China aims to increase its gross domestic product by around 5% by 2023

China has set its economic growth target at around 5% for 2023, a target more modest than some had previously forecast as the country’s leadership takes into account a host of troubles plaguing the world’s second-biggest economy.

The figure was revealed in the latest work report from Premier Li Keqiang’s government, which was presented on Sunday morning, according to the official Xinhua News Agency. The announcement comes at the start of China’s National People’s Congress, the country’s annual parliamentary gathering, which will last more than a week.

The GDP target builds on a low base effect in 2022, when the economy, battered by repeated Covid restrictions, grew by just 3%, falling well short of its previous expansion target of around 5.5%.

Ahead of the NPC’s opening session, economists had largely expected growth to accelerate to more than 5%, thanks in large part to the faster-than-expected exit from ‘zero Covid’ and a rebound in domestic consumption. The government is even considering raising its GDP target to as much as 6% for 2023, according to a Reuters report published on Thursday, as officials sought to boost market and consumer confidence.

“The target of around 5% is more reasonable,” says Shen Meng, chief executive of Beijing-based boutique investment bank Chanson & Co. “It’s more in line with downward pressures, including a slowdown in exports and consumption.”

Shen says the government is unlikely to resort to large-scale stimulus, partly due to inflation concerns. China’s economy was already showing signs of recovery in March, when the National Bureau of Statistics said the manufacturing purchasing managers’ index (PMI) rose to 52.6 in February — the highest since April 2021. The reading was stronger than expected sparked a rally in Hong Kong stocks.

To further boost growth and boost market confidence, Li said China will support the development of platform companies, deepen state-owned enterprise reform and encourage the private sector to become bigger and stronger.

His comments reflect the return to pragmatism that came after President Xi Jinping in the 20th centuryth party conference last October. Meanwhile, Li is widely expected to be succeeded by Xi’s loyalist Li Qiang, who was previously Shanghai party secretary and oversaw the financial hub’s bloody, month-long lockdown in 2022. However, the new Li has also been praised in the past for his pro-business approach and enjoys Xi’s trust, potentially giving him greater autonomy in managing the economy.

Other key officials are also likely to retire at the parliamentary session, including reform-leaning central bank governor Yi Gang and Vice Premier Liu He, a Harvard University graduate who in 2013 called for the market to play a “crucial” role in the economy.

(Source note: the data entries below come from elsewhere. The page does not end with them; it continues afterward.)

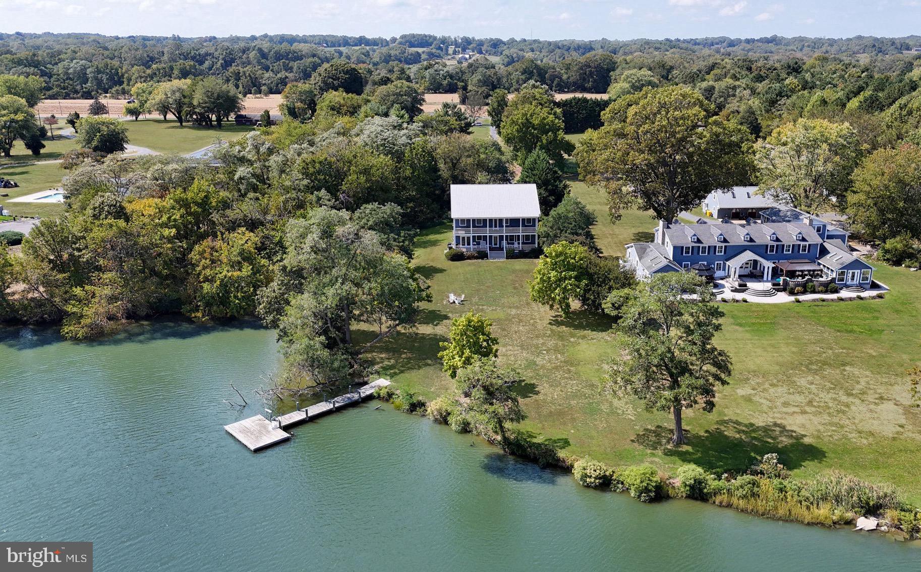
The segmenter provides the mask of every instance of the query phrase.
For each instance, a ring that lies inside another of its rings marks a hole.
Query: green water
[[[0,540],[92,541],[97,571],[921,569],[879,536],[589,490],[375,402],[252,454],[222,428],[262,404],[222,399],[277,361],[257,327],[0,330]]]

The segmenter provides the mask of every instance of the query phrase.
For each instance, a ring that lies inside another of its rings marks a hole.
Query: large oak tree
[[[672,221],[714,189],[750,177],[751,134],[714,113],[687,87],[647,87],[624,96],[602,114],[604,127],[582,139],[576,152],[579,172],[608,192],[615,220],[623,210],[638,207]]]

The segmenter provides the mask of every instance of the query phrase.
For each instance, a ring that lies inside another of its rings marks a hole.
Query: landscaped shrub
[[[457,248],[449,248],[445,251],[445,258],[450,262],[460,262],[466,258],[463,250],[458,250]]]
[[[583,486],[608,488],[613,480],[614,470],[603,463],[585,457],[573,465],[573,476]]]
[[[707,498],[707,487],[710,481],[715,480],[706,471],[696,464],[685,464],[678,469],[678,493],[683,498]]]
[[[643,502],[658,498],[662,487],[659,472],[651,464],[621,469],[614,475],[614,480],[618,490],[625,490],[631,497]]]
[[[22,244],[22,239],[26,235],[19,231],[3,231],[0,233],[0,243],[6,243],[10,246],[16,246],[17,245]]]

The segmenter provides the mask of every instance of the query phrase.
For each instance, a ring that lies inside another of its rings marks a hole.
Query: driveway
[[[5,221],[0,223],[0,233],[3,231],[17,231],[23,235],[28,235],[32,227],[39,223],[38,219],[25,219],[22,221]]]

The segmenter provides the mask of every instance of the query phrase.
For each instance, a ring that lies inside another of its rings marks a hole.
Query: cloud
[[[741,2],[736,2],[735,4],[730,4],[729,6],[723,6],[719,10],[720,16],[736,16],[745,9],[748,2],[742,0]]]

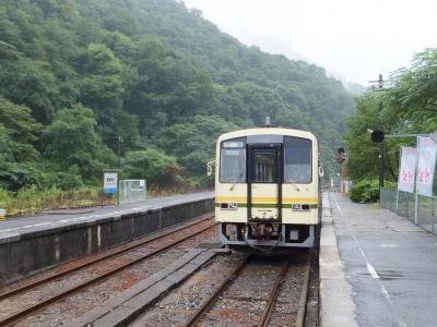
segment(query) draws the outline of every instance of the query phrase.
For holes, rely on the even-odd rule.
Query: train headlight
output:
[[[307,210],[309,210],[311,208],[311,206],[309,205],[309,204],[293,204],[292,205],[292,209],[294,210],[294,211],[307,211]]]
[[[236,209],[238,209],[238,205],[235,202],[222,203],[222,204],[220,204],[220,208],[222,210],[236,210]]]

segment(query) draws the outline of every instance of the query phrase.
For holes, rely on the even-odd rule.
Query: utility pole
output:
[[[369,81],[369,83],[378,83],[378,88],[381,89],[383,87],[382,74],[379,74],[379,78],[377,81]],[[383,132],[383,123],[381,119],[381,112],[383,110],[383,104],[379,102],[379,130]],[[379,193],[383,187],[383,161],[385,161],[385,148],[383,148],[383,141],[379,143]]]

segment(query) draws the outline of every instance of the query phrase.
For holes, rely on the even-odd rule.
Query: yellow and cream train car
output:
[[[217,140],[215,219],[231,247],[312,247],[319,223],[318,145],[305,131],[260,128]]]

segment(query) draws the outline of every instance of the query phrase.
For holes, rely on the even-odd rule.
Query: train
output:
[[[273,252],[315,245],[318,142],[307,131],[255,128],[216,142],[215,220],[222,244]]]

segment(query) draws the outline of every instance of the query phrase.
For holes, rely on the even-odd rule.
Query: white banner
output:
[[[402,146],[401,168],[399,171],[398,190],[414,192],[414,180],[416,174],[417,149]]]
[[[433,196],[437,144],[429,137],[418,137],[417,193]]]

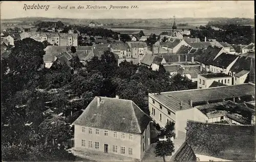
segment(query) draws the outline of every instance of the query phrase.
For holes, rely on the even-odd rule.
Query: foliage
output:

They are expected to be replaced respectively by Xi’s close allies, Zhu Hexin, chairman of state-owned financial conglomerate Citic Group, and He Lifeng, head of the National Development and Reform Commission.

Despite pledges to accelerate growth and boost market confidence, distrust of private entrepreneurs appears to persist within the Communist Party. A number of tech billionaires, such as the co-founder of Tencent and the country’s third richest person Pony Ma, are not included in the list of delegates attending parliamentary sessions.

The absent moguls have historically held key positions on government advisory bodies and used parliamentary sessions to advocate for policies such as deeper integration of digital technologies into the real economy and accelerating the development of artificial intelligence and autonomous driving.

But last year, Tencent was hit by China’s sweeping crackdown on the tech sector and suffered from a lack of new gaming licenses as authorities focused on tackling social problems like gambling addiction among the country’s youth. Former participants were replaced by figures such as Zhang Suxin, chairman of Hong Kong-listed semiconductor maker Hua Hong, and Li Shushen, chip expert and president of the University of the Chinese Academy of Sciences. The delegate lists are revised every five years.